Tesla CEO Elon Musk announced on April 15, 2026, via X that the company has taped out its AI5 chip—the critical next-generation inference processor for its Full Self‑Driving (FSD) system, Optimus robots, and xAI data centers. Musk touted a performance improvement of up to 40× over the current AI4 chip and confirmed that AI6 and Dojo3 are already in development. (techradar.com)

Tom’s Hardware reports that the AI5 module is approximately half the reticle size of AI4, surrounded by 12 SK hynix memory packages—likely GDDR6 or GDDR7—suggesting a 384‑bit memory interface and bandwidth between 768 GB/s and 1.536 TB/s. (tomshardware.com)

Tesla is pursuing a dual‑foundry strategy: both TSMC and Samsung will manufacture AI5, with each producing slightly different physical versions of the same design.
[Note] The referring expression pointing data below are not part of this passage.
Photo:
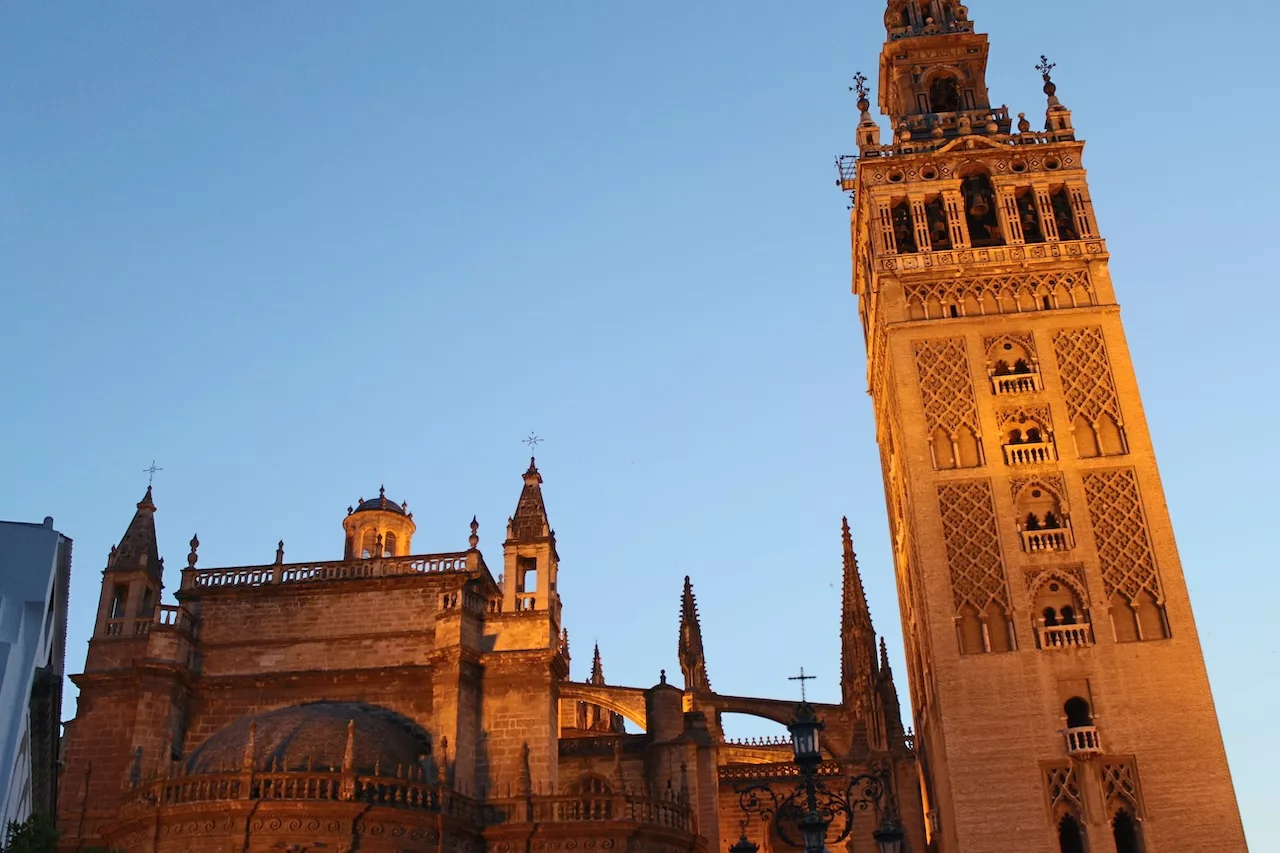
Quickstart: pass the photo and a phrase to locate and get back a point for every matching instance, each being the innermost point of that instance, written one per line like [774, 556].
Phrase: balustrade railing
[1029, 454]
[776, 740]
[1015, 383]
[776, 770]
[300, 573]
[1055, 539]
[414, 793]
[1065, 635]
[1083, 740]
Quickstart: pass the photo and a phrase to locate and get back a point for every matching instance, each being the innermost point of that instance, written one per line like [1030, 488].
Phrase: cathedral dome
[382, 502]
[315, 734]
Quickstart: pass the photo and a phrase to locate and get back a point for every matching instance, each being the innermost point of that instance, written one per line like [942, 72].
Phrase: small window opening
[1069, 836]
[979, 203]
[904, 233]
[1077, 714]
[526, 574]
[1125, 833]
[1029, 217]
[118, 596]
[944, 94]
[940, 233]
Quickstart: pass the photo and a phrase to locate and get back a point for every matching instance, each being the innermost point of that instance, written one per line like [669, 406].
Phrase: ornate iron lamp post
[812, 806]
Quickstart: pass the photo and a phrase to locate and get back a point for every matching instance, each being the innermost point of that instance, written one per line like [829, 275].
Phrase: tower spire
[530, 520]
[693, 658]
[597, 667]
[856, 635]
[888, 697]
[138, 547]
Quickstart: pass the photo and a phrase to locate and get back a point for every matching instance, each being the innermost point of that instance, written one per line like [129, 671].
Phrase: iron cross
[801, 679]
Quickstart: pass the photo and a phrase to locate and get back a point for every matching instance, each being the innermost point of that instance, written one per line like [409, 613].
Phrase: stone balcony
[382, 812]
[1083, 742]
[1048, 541]
[1029, 454]
[1065, 635]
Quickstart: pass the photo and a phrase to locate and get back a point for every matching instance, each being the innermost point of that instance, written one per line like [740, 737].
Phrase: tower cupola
[378, 528]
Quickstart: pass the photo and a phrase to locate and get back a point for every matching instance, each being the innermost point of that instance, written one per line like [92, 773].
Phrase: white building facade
[35, 574]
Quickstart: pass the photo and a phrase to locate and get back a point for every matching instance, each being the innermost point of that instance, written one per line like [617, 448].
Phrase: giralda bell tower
[1060, 694]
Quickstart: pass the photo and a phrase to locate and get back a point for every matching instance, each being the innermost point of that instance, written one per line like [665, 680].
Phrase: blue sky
[293, 251]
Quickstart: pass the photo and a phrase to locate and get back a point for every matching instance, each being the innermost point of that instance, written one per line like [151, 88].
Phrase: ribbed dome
[315, 733]
[380, 502]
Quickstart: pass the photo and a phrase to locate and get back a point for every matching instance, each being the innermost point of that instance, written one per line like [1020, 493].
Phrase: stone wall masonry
[219, 702]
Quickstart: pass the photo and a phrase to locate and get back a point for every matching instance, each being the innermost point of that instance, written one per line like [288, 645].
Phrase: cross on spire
[801, 679]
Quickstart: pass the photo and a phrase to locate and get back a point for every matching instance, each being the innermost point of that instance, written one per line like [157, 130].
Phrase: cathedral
[396, 701]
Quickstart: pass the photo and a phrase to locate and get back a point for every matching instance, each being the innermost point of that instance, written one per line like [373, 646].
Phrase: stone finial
[348, 757]
[525, 784]
[247, 763]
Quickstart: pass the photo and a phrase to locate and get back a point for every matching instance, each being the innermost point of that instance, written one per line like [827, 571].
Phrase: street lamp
[812, 807]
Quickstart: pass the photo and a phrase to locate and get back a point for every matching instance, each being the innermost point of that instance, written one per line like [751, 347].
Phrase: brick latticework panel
[1120, 532]
[946, 386]
[1087, 383]
[1006, 293]
[1064, 793]
[1025, 341]
[1120, 785]
[973, 544]
[1024, 414]
[1051, 482]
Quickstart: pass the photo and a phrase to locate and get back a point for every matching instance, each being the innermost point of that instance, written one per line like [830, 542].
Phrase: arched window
[979, 205]
[969, 448]
[944, 94]
[1078, 715]
[997, 629]
[1028, 215]
[1124, 829]
[118, 597]
[1070, 839]
[1059, 606]
[904, 232]
[940, 233]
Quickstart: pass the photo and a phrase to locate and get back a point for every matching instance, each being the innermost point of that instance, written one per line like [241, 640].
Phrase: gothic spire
[693, 658]
[888, 696]
[856, 635]
[597, 667]
[138, 547]
[530, 519]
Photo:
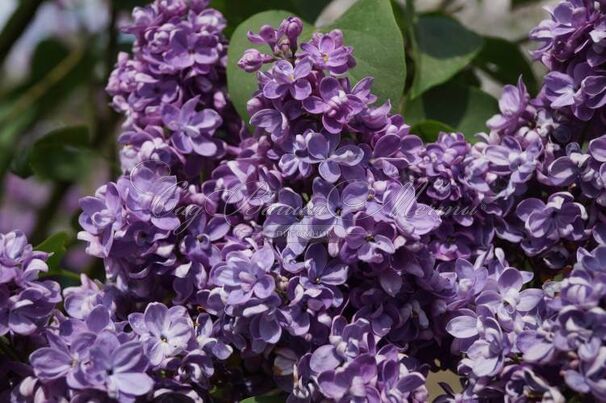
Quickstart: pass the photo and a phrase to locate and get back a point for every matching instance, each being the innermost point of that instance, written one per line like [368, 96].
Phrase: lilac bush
[322, 251]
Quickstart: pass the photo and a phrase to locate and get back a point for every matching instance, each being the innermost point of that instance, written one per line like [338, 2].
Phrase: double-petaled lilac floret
[165, 332]
[26, 303]
[574, 328]
[93, 355]
[572, 45]
[545, 224]
[351, 368]
[131, 224]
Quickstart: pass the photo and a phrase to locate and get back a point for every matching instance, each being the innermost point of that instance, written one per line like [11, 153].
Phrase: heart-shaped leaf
[505, 62]
[445, 47]
[370, 27]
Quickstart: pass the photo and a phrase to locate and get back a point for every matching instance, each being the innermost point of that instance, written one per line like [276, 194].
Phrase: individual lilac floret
[26, 303]
[336, 106]
[164, 331]
[560, 219]
[192, 130]
[327, 51]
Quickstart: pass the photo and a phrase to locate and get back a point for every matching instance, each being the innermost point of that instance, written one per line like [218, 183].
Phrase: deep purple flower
[327, 51]
[192, 130]
[335, 105]
[243, 277]
[164, 331]
[288, 79]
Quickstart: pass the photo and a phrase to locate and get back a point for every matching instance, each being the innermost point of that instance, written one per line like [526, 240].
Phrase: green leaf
[242, 85]
[36, 99]
[505, 62]
[429, 130]
[62, 154]
[465, 109]
[55, 244]
[370, 27]
[445, 47]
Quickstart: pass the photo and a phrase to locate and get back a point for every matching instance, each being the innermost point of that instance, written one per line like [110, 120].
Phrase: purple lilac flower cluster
[539, 172]
[572, 48]
[331, 249]
[26, 302]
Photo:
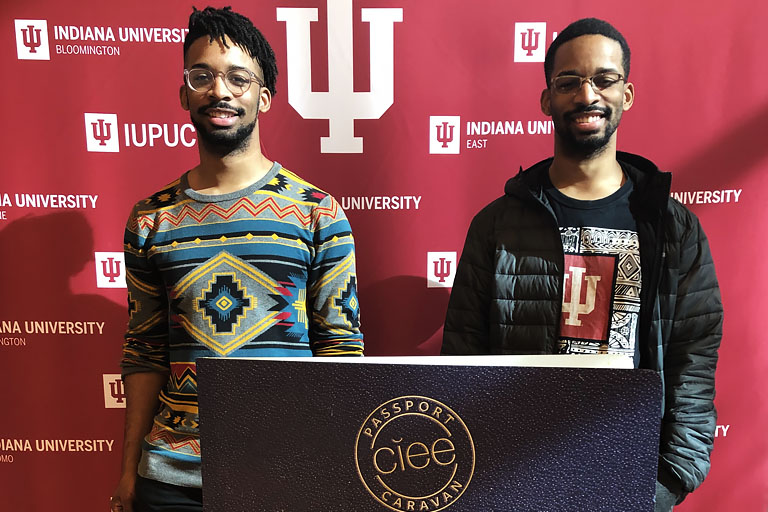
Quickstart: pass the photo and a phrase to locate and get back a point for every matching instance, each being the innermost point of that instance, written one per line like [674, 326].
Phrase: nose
[586, 94]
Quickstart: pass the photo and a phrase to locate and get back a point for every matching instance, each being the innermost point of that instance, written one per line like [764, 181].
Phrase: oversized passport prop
[309, 435]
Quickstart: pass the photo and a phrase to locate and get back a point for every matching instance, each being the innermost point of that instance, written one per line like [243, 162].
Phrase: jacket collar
[651, 186]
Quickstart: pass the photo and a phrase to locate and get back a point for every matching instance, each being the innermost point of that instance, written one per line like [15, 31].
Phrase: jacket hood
[648, 180]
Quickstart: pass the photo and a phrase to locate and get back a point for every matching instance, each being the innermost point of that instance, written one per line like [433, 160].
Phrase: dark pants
[154, 496]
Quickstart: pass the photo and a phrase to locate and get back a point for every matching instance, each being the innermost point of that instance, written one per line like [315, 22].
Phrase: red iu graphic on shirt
[588, 285]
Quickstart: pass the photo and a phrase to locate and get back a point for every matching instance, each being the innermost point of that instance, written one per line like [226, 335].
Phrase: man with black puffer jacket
[586, 253]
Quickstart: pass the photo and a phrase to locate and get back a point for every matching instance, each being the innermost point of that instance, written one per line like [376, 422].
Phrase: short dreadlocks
[217, 23]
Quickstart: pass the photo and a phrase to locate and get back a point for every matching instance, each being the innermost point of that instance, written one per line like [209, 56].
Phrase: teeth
[587, 119]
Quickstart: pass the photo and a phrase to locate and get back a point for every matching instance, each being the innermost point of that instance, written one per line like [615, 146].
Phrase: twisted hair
[583, 27]
[217, 23]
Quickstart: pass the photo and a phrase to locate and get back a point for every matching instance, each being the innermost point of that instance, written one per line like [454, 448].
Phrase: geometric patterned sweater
[265, 271]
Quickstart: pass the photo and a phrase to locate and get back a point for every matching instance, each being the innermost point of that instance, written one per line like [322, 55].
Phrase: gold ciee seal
[415, 453]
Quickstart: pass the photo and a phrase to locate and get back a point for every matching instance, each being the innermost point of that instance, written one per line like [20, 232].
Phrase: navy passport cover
[296, 436]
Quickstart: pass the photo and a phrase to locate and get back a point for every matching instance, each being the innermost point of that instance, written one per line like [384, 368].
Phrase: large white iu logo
[341, 105]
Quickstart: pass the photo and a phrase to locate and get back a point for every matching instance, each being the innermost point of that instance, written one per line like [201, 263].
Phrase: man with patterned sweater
[587, 253]
[238, 257]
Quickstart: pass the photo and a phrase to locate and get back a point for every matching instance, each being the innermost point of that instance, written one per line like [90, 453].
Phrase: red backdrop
[701, 111]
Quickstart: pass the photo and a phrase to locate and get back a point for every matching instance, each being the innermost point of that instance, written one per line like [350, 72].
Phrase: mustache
[221, 105]
[605, 111]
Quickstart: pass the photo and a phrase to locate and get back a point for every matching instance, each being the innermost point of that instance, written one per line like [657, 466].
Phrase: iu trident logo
[529, 41]
[110, 270]
[101, 133]
[341, 105]
[32, 40]
[441, 269]
[444, 135]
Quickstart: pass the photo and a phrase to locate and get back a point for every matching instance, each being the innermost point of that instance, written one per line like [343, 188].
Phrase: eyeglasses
[238, 81]
[569, 84]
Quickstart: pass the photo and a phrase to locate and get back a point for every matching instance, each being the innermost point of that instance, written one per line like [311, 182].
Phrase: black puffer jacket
[507, 298]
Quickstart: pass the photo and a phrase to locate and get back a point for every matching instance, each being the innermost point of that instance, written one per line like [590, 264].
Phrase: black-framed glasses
[238, 81]
[569, 84]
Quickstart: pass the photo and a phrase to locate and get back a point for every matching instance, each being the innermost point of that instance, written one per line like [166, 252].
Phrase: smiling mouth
[221, 114]
[587, 118]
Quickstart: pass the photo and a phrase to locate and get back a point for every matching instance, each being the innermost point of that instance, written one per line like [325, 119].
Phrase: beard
[224, 141]
[586, 146]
Musk emphasized that Tesla’s AI software will run identically on both variants. (tomshardware.com)

Multiple sources indicate that small‑scale production of AI5 is expected in late 2026, with mass production ramping in mid‑2027. (notateslaapp.com)

The AI5 chip is designed to deliver a step‑function improvement in compute and memory over AI4—estimates range from 10× to 50× performance gains, depending on the metric. (opencall.news)

This milestone also reignites Tesla’s Dojo supercomputer ambitions: with AI5 nearing readiness, Tesla has restarted work on Dojo3, its next-generation training system. (techradar.com)

Tesla’s AI5 chip represents a major leap in its vertical integration strategy—designing custom silicon tailored for its AI workloads, from autonomous driving to robotics and AI infrastructure.